The American Museum of the Moving Image, located in Astoria, Queens, will host this weekend the American premiere of Peter Greenaway’s “The Baby of Macon.” This 1993 play-within-a-film has been labeled by Gareth Rees as “a representation of a snuff film”; the San Francisco Bay Guardian called it a “corrupt movie”; Michael Brooke branded it “one of the most gratuitously unpleasant and indefensibly nasty films in recent years”; and the New York Times spoke of how the male and female stars in the movie are shown “in full frontal nudity in a blasphemous scene parodying the birth of Jesus in a manger.”

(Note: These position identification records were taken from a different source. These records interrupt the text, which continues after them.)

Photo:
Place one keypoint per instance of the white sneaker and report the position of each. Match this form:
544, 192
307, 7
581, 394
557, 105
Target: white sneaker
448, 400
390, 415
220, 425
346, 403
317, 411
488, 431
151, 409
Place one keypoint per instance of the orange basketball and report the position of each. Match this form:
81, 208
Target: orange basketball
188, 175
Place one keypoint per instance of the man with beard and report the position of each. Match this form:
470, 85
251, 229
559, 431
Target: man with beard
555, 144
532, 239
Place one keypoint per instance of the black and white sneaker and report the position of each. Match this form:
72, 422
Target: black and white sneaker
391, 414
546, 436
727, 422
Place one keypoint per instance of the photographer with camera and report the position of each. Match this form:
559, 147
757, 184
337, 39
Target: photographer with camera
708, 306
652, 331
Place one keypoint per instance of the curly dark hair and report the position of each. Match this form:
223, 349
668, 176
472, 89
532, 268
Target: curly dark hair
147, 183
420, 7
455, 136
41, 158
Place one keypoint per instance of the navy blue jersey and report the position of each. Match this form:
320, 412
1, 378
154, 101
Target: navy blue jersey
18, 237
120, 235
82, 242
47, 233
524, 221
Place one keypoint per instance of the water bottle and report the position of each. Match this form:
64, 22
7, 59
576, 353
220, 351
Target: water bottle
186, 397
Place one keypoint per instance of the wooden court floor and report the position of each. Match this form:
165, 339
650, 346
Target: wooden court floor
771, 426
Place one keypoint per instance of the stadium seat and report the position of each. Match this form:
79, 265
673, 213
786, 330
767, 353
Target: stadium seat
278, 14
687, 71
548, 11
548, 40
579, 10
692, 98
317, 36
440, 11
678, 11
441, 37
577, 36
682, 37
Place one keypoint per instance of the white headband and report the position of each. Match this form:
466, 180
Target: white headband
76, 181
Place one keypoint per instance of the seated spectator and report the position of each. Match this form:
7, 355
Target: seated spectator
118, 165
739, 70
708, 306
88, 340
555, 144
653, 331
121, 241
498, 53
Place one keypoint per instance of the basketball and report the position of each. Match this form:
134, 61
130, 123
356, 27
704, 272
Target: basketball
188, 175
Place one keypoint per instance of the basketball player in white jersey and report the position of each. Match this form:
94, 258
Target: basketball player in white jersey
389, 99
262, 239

The movie, set during the Renaissance in France, concerns the “miraculous” birth of a baby boy. The child’s older sister pretends that she is the virgin mother and dresses as the Virgin Mary. She attempts to seduce a bishop’s son, wishing to make him Joseph to Mary and chooses a stable for her seduction; it is complete with animals and a manger. The bishop’s son is graphically disemboweled after the birth of the son.

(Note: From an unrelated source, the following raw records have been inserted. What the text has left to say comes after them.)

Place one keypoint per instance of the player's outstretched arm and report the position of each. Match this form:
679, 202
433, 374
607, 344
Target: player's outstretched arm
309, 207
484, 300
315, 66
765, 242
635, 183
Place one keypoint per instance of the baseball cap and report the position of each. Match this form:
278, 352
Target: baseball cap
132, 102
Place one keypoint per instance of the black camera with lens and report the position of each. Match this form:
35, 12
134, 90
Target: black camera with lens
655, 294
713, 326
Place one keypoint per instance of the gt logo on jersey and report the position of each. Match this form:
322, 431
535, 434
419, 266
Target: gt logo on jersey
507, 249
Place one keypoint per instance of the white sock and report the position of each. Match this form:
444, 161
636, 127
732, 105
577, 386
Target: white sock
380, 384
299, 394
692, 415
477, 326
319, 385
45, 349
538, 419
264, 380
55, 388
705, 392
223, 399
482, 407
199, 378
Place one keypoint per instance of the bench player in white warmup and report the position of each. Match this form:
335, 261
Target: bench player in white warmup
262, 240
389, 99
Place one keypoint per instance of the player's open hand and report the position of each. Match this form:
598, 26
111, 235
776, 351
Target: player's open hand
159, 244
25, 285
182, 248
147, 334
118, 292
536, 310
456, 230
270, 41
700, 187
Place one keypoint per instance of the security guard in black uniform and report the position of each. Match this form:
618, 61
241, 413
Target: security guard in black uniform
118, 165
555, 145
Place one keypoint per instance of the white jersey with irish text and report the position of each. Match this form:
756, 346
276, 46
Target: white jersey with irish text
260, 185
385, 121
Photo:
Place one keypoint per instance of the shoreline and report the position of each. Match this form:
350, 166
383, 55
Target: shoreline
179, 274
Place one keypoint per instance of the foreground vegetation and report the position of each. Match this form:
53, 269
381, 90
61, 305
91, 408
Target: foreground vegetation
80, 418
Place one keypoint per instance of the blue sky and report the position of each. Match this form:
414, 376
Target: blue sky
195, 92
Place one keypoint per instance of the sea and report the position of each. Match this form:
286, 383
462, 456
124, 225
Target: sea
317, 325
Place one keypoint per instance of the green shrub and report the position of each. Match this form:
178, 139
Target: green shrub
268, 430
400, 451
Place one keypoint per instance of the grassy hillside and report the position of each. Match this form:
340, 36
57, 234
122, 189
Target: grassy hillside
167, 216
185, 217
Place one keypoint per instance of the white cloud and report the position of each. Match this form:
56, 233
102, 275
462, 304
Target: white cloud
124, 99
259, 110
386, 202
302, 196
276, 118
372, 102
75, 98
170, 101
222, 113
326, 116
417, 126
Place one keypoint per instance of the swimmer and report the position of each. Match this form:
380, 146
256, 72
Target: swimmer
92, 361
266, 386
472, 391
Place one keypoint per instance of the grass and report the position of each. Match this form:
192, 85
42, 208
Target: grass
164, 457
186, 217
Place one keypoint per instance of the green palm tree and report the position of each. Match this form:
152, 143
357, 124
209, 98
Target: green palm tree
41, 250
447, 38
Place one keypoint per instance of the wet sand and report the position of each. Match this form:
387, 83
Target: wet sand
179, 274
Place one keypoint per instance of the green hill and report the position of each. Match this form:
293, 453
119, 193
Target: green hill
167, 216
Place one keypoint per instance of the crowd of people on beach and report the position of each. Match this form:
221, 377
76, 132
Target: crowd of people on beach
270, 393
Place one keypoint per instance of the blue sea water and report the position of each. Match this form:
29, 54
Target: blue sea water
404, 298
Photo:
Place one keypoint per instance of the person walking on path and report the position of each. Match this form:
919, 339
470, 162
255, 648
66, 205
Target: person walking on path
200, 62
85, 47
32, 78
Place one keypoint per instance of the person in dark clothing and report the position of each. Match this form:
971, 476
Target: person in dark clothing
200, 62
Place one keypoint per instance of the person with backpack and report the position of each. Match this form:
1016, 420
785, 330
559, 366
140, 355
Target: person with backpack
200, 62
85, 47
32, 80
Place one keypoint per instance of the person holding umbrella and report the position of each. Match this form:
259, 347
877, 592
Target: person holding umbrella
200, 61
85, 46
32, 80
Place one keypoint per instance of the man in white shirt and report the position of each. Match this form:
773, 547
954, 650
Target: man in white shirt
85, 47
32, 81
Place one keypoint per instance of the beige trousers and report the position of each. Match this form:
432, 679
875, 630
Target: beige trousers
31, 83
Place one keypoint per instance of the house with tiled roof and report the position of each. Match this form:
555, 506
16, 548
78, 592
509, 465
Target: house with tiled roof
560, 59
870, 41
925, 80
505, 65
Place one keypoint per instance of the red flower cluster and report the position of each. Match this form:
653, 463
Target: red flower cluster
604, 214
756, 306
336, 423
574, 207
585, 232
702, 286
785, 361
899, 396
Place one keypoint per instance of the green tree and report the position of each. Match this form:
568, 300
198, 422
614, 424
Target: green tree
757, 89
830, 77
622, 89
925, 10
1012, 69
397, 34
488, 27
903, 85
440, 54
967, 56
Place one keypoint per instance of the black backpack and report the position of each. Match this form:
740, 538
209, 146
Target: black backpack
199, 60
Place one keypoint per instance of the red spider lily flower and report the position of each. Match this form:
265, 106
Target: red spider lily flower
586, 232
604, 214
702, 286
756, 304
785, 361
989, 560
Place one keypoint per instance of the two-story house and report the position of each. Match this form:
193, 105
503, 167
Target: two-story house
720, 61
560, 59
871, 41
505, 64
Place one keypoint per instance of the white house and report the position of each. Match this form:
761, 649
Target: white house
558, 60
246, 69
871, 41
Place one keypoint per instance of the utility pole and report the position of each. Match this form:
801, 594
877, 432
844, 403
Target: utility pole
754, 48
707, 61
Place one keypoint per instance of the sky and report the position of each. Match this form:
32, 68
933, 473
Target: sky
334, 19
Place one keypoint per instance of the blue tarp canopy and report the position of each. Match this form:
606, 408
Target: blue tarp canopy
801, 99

The Church takes the child from the mother, holding her to be unfit to have a miracle child, and then sentences her to gang rape: in a scene that lasts for ten minutes, she is raped by 113 soldiers a total of 217 times. The child is then dismembered after his bodily fluids–spittle, urine, phlegm and blood–are sold by the Church at an auction.

Catholic League president William Donohue commented on this today:

“This is perhaps the most obscene, blasphemous movie targeted at the Catholic Church that was ever made. It is the functional equivalent of a hate crime and deserves to be taken with the same degree of seriousness.

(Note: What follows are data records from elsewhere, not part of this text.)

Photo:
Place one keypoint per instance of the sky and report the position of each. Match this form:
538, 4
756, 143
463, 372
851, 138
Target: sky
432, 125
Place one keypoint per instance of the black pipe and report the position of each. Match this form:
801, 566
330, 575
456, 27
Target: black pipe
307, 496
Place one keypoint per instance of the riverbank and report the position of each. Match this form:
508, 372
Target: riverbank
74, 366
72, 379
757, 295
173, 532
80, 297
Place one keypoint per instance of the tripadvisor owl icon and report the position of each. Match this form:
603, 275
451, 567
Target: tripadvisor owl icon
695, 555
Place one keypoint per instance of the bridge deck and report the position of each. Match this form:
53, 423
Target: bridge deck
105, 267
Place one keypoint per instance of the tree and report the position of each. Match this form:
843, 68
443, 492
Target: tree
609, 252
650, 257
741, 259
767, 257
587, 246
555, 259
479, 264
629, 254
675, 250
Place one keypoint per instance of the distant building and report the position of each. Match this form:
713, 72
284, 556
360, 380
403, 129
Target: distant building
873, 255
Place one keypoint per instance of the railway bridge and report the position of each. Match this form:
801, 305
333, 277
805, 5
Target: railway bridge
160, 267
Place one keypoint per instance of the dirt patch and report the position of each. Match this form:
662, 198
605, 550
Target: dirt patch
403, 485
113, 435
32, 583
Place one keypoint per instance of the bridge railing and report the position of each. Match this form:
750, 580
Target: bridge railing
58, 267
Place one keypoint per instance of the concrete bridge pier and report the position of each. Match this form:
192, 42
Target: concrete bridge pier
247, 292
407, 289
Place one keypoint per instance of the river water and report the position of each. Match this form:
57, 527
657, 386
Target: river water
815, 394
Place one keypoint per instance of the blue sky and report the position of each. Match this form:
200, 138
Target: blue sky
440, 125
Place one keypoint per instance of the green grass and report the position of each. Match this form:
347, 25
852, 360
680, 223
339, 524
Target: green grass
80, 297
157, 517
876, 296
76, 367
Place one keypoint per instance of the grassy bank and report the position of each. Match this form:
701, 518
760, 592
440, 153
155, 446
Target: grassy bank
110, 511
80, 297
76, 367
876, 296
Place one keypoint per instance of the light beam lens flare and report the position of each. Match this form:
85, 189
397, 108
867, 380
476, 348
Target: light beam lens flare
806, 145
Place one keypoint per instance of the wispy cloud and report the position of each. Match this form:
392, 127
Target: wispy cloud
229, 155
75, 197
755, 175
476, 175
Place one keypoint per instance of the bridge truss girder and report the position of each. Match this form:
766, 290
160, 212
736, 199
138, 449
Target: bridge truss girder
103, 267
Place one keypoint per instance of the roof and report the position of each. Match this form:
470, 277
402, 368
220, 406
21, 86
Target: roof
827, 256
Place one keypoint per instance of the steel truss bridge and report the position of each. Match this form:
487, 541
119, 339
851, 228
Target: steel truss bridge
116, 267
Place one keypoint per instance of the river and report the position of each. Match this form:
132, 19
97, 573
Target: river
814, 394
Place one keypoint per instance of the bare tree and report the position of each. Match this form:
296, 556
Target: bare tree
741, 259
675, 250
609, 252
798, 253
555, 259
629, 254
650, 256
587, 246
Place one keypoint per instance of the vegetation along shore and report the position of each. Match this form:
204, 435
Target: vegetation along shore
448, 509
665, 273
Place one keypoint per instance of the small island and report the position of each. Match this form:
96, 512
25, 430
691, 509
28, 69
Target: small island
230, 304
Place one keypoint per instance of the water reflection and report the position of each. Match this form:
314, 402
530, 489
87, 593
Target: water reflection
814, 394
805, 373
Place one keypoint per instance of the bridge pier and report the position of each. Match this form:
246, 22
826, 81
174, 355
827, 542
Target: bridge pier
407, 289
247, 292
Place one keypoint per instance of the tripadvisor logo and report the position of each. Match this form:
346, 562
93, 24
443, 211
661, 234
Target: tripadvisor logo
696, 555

“What is even more obscene is that the museum that is hosting this attack receives federal, state and city funding. Accordingly, the league will press federal, state and city officials to explain why any public institution has a right to deeply offend a large segment of the public while forcing them to pay for it.

“It is not for nothing that there is a Web Site for information on Peter Greenaway called ‘Art and Trash Video and Laserdisc.’ The ‘Baby of Macon’ is more than trash—it is a frontal assault on Roman Catholics and the Roman Catholic Church.”